Chalabi, a graduate of the Massachusetts Institute of Technology, is crunching the numbers, and aides say he has the votes to go all the way within the Shiite alliance. A secular Shiite, Chalabi ran as part of the Shiite list but was not affiliated with the two major Shiite parties.
Even if his operatic bid for the prime minister’s post falls short, Chalabi seemingly has cemented his position as a major power broker in the new Iraq, likely with his choice of top jobs – and the opportunity to exert payback on his many adversaries. From his fortified Baghdad compound, he speaks expansively of a bright future.
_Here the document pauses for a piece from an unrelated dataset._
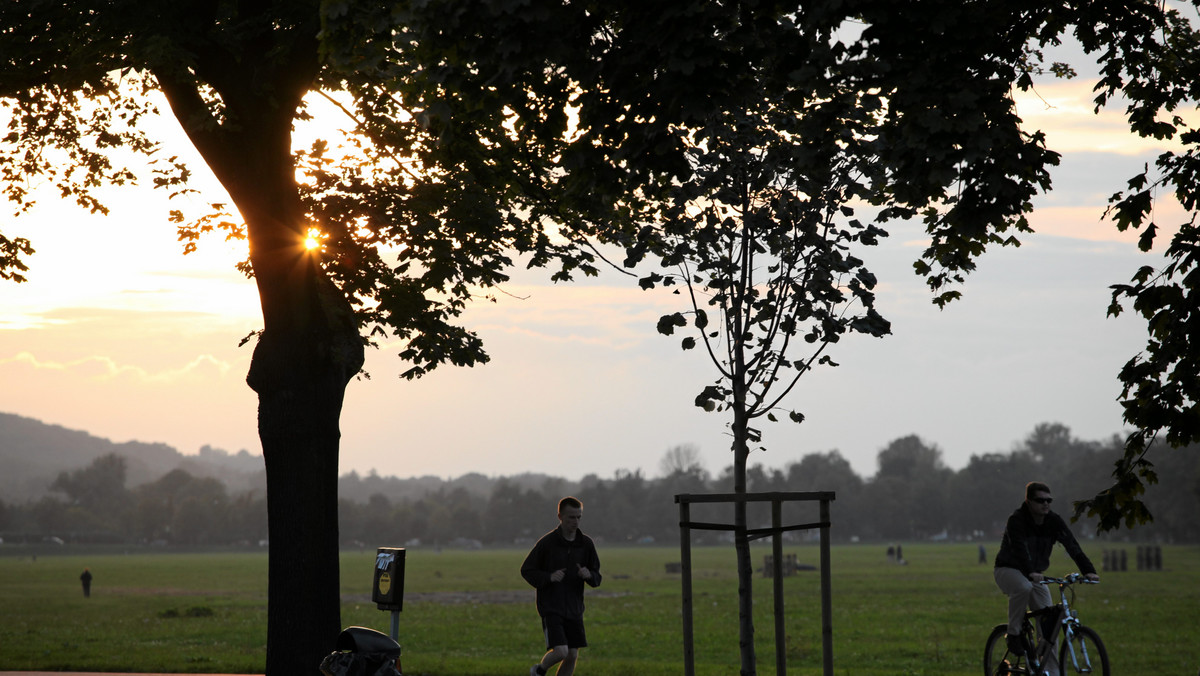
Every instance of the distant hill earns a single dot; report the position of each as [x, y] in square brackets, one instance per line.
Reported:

“This coming back to Iraq has been the focus of my entire career,” says Chalabi, who hadn’t set foot in his homeland in more than four decades until his return in 2003 as American forces toppled Saddam Hussein.
To say that this lifelong devotee of the shadow world of Iraqi exile politics and intrigue savors the moment is to engage in immense understatement.
“I am going home,” Chalabi recalls replying to a U.S. commander two years ago when asked why he was heading to the Iraqi capital Baghdad with his entourage, after being airlifted in with U.S. forces.
He is the scion of the one-time Iraqi elite but left the country as a teen with his family in 1958 after the monarchy was overthrown. He spent the following decades abroad, at one point being convicted of bank fraud in Jordan.
As Saddam’s three-decade-plus regime crumbled, Chalabi, with strong backing from the Pentagon and neoconservatives within the Bush administration, seemed a good bet as Iraq’s next leader: the exile returned triumphant. U.S. authorities named Chalabi, head of the Iraqi National Congress party, to the Governing Council of Iraqi leaders appointed during the occupation.
But things went south swiftly: Many Iraqis mistrusted this larger-than life figure, U.S. officials cooled to his maneuvering, and ultimately there were inconvenient accusations, including alleged passing of secret information to Iran. Chalabi denied any wrongdoing.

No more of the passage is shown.